O estudo da Rede Brasileira de Pesquisa em Soberania Alimentar e Nutricional (Penssan), em 2022, afirma que entre os mais de 33 milhões de brasileiros que passam fome, 70% são negros. Isso é um fato histórico escandaloso, mas também é uma realidade funcional para os meios de comunicação que não se furtam a prática de entrar dentro das casas de negros pobres, para “comprovar” a indigência – famílias negras nesse lugar de personagem materializam o consumo de quem acredita estar fazendo o seu trabalho, mas poderíamos dizer que, na essência, estão “defendendo”, também, o ganha pão de profissionais da mídia. É radicalismo apresentar argumentos como esses?
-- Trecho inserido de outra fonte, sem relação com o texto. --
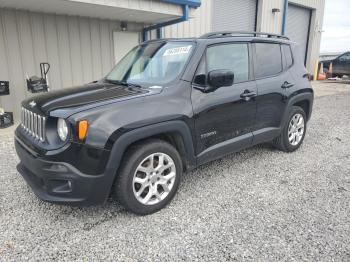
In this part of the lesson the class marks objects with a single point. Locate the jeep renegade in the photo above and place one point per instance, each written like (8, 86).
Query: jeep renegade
(167, 107)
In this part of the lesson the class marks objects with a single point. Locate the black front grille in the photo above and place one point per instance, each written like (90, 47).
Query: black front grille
(34, 124)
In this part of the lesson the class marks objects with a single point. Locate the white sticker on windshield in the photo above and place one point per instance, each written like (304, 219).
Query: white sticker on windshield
(177, 50)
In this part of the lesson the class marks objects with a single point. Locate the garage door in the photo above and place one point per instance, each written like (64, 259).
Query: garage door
(298, 23)
(237, 15)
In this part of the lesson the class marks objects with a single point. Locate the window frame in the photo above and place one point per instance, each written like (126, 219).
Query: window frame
(255, 59)
(285, 67)
(345, 54)
(204, 59)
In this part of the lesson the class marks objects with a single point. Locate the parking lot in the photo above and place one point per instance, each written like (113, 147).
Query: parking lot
(259, 204)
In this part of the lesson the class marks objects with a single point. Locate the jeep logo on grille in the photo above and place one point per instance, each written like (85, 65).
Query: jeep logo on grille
(32, 104)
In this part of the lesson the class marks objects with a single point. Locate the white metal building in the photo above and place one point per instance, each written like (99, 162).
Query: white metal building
(83, 39)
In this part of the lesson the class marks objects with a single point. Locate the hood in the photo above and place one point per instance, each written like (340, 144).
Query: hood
(82, 97)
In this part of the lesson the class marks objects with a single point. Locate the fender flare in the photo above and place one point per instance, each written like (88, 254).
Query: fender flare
(121, 144)
(309, 96)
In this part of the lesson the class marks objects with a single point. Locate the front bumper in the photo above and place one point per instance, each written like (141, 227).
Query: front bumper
(60, 182)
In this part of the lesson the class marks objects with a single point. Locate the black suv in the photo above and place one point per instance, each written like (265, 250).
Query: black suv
(167, 107)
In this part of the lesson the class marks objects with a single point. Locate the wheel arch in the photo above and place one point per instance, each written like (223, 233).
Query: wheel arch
(175, 132)
(303, 100)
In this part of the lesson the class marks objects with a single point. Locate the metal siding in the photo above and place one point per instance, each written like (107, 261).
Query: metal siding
(234, 15)
(199, 23)
(298, 20)
(272, 23)
(79, 50)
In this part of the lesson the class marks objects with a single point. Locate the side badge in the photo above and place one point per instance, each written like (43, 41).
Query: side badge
(206, 135)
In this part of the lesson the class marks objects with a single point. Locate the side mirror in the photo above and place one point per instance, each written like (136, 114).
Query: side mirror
(219, 78)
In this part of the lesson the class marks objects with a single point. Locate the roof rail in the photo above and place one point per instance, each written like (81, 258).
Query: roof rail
(241, 33)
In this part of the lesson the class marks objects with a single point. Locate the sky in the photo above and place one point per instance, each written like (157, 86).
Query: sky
(336, 26)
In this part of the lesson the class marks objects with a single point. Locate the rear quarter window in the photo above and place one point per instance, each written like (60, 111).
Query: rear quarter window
(268, 59)
(288, 55)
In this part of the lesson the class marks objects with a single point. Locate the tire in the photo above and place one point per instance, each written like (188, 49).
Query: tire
(282, 142)
(159, 182)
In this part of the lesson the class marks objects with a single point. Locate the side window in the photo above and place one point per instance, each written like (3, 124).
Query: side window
(345, 57)
(268, 59)
(233, 57)
(288, 55)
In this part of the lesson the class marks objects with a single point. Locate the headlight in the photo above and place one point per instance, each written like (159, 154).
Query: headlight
(62, 129)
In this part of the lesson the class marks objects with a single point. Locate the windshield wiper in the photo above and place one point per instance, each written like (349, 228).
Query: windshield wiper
(123, 83)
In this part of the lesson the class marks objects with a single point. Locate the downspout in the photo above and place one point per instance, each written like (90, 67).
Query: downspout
(284, 18)
(146, 30)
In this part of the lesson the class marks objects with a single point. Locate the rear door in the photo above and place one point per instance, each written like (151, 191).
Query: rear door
(273, 83)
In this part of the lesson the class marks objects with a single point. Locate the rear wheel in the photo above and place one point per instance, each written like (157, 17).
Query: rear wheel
(293, 132)
(149, 177)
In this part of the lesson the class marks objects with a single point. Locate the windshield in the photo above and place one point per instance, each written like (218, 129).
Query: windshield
(159, 62)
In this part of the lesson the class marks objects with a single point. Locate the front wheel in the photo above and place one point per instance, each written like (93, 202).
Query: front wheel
(149, 177)
(293, 132)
Pode ser, mas os indicadores, o histórico do país e a falta de solução exemplar dos problemas estruturais que afetam os afro-brasileiros exigem algum radicalismo na forma de pensar e de agir também. Pois muito bem, sim, no Brasil, o racismo, em exercício não é tarefa de amadores – os ganhos são imensos e, impecavelmente, profissionais.
Daí que, nesse último mês de abril do glorioso ano de 2023 (já repleto de racismo no mundo inteiro), Samantha Vitena é uma heroína. Ela fez algo, em minha opinião, parecido com o que a ativista afro-americana, Rosa Parks, fez, em dezembro de 1955, na cidade de Montgomery, ao decidir sentar-se em um dos assentos de ônibus que, por lei, era destinado apenas às pessoas brancas. Samantha Vitena, disse “esse lugar aqui é meu”, incluindo a posse do seu instrumento de trabalho – um laptop. Estava, também, investida de seu celular e isso para deixar transparente e registrado para a história que ela tinha, sim, o direito de acomodar sua bagagem e propriedade a vista dos seus olhos e ao alcance de suas mãos. Com esse ato ela demonstrou à sociedade brasileira que uma companhia aérea não é capaz de garantir a sua integridade pessoal, a segurança de um bem pessoal seu e ainda, mais grave, salvaguardar seus direitos como cidadã e cliente.
Em tempo, ao ter sua passagem já paga (estar no lugar que estava não se tratava de cortesia ou gratuidade), importa lembrar que os custos do combustível, o salário da tripulação, incluindo o do comandante da aeronave, a água servida aos passageiros, o sabonete líquido e papel higiênico do banheiro da aeronave, foram pagos porque Samantha estava naquele voo. Ou seja, está tudo errado em escala fenomenal. Errado porque ela é, sem dúvida, uma cliente é, muito mais importante, uma cidadã negra brasileira.
No mais, eu acho que ainda continuarei sugerindo que as vendedoras de loja coloquem os recibos de compra de minhas mercadorias-propriedade sejam colocados dentro das embalagens e isso porque o racismo, no Brasil, não tem qualquer viés amador e eu sei muito bem disso.